おそらく物心ついた時から、金銭的に不安がありました。

実家は普通のサラリーマン家庭。

裕福ではなく、普通。

ただ、母の口癖は

「お金がない」

でした。

繰り返し聞かされていた事で、身体に染み付いてしまったのかもしれない。

そのせいか、高校生になってから常にアルバイトを掛け持ちしていました。

コンビニ、福岡ドーム(当時の名称)、ピザ屋、個別指導塾の先生、カットモデル、結婚式場等…。

15連勤なんかはしょっちゅう。

高校では珍しい服飾デザイン科というクラスにいた事もあり、材料費や服にお金が必要だったのもあります。

いつかは上京し、専門学校で学びたい。

その為にも学費と生活費を貯めなくちゃ。

親に出してもらうという思考は全く無かった。

バイト先の大学生に生活費はいくらかかるかリサーチしたり、必死でした。



高校卒業〜絶望の村上春樹

高校卒業しても慎重派の私はまだ上京は無理だと判断。

地元福岡の天神にあるファッションビルで販売員を始めます。

セレクトショップで、バイイングにも同行させてもらったりとても楽しかった。

バイヤーになるのもいいなぁなんて思った矢先、経営者が未成年に手を出したかなんかであっけなく閉店。

たぶん、ここが人生一番の絶望を感じた時です。

落ち込んで、人生を見失い、実家の屋根裏部屋で村上春樹の本を読み耽っていました。

だけど小心者の私は、このままじゃ社会不適合者になる!と改心。

改めて、上京を目指し、メンズアパレルのメーカーでアルバイト等を始めます。


晴れて上京。ギリギリ東京在住。

卒業後、3年間で200万くらい貯めて、学費は自ら返すからと宣言し親に借り、奨学金も借りて、晴れて上京。

ちなみに初めての一人暮らしの家は内見を一度もせず、ネットの画像で決めて借りました。
今考えるとすごい度胸。

西東京市にある、ロフト付きのアパート。家賃は5万2千円。

ロフトがある分広さはまぁまぁでしたが、隣の部屋のいびきが聞こえるほどの壁が薄いアパートでした。

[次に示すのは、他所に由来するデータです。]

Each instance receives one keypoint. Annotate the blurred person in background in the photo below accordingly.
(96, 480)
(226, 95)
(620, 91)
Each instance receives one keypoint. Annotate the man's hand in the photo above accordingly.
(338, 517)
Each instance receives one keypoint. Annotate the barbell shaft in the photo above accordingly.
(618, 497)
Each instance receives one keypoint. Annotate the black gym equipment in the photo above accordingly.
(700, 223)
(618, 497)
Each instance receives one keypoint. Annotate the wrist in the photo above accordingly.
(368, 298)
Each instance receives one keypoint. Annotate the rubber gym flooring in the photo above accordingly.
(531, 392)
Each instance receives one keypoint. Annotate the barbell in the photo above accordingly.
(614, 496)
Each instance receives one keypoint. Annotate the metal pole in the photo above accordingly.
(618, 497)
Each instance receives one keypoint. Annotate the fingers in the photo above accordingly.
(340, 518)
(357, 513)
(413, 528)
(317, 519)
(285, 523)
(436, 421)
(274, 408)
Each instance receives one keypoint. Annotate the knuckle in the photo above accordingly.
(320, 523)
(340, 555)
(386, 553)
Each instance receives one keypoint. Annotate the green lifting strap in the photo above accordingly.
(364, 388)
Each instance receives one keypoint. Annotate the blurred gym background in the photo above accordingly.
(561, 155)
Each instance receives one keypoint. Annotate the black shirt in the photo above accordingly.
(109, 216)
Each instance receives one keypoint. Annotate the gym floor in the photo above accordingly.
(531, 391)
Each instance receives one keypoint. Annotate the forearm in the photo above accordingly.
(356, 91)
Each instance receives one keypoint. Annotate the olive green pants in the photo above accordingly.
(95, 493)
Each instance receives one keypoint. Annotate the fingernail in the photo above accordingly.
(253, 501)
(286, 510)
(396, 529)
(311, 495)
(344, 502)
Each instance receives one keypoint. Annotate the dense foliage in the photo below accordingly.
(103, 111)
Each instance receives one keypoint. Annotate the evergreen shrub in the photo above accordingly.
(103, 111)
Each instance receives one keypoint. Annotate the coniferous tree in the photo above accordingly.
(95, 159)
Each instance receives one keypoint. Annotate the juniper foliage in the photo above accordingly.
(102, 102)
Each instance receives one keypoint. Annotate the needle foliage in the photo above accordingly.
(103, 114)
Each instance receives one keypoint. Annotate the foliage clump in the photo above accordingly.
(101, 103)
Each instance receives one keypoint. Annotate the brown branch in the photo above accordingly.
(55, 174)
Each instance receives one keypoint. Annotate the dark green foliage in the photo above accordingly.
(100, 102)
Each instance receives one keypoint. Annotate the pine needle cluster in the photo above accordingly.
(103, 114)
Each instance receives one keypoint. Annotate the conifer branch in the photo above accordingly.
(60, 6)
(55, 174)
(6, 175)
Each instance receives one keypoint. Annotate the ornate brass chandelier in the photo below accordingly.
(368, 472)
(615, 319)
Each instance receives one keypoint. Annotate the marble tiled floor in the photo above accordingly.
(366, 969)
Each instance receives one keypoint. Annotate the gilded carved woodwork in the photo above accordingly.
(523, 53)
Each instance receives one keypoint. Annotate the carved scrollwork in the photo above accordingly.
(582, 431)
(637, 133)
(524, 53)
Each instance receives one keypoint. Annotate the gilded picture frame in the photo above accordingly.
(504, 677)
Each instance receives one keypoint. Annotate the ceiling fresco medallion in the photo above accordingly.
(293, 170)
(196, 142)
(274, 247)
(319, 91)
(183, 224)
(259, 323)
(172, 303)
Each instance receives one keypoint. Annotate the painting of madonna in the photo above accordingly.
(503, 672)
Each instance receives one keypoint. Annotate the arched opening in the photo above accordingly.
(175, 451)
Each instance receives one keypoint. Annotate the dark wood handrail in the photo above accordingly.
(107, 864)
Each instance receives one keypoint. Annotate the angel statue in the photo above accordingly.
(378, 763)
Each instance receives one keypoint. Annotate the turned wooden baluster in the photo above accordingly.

休みの日はテレアポをしながら、貯金を切り崩して何とか生活。

専門学校では、周りより少し年上だというのもあり、ふざけてなんていられない!と、超真面目に課題に取り組みました。

友達が引くくらい真面目。
成績はなかなかの優秀。


就職。社畜から抜け出す方法

2年専門学校で学び、無事に就職先も決まり、アパレルメーカーでデザイナーとして働き始めます。

当時を今振り返ると、よくもまぁあんなに頑張れたなと思う。

お給料は手取り17万円くらいで、残業代なし。

毎日終電まで残業し、土曜日も出勤。

だけどとにかく夢中で働いた。

三年目くらいでいろんなところから引き抜きの話が来た。

どこも有名なアパレルブランドで計4社から。

あくまでメーカーのデザイナー職が気に入っていた私は転職する気はなかったけど、一度物は試しに社長に話してみた。

「他社から引き抜きの話が来ています。
 私はこの仕事が大好きですが、他社のお給料面と比べると正直迷っています。」

と。

そしたらすんなり年収100万円くらい上がった。

そこで私は学んだのです。

「自信を持って成果を出したと言えるなら、堂々とお給料交渉すべき」

と。

それからしばらく経って、27歳の時に当時の会社のNo. 1営業マンだった人に一緒に会社作ろうと誘われました。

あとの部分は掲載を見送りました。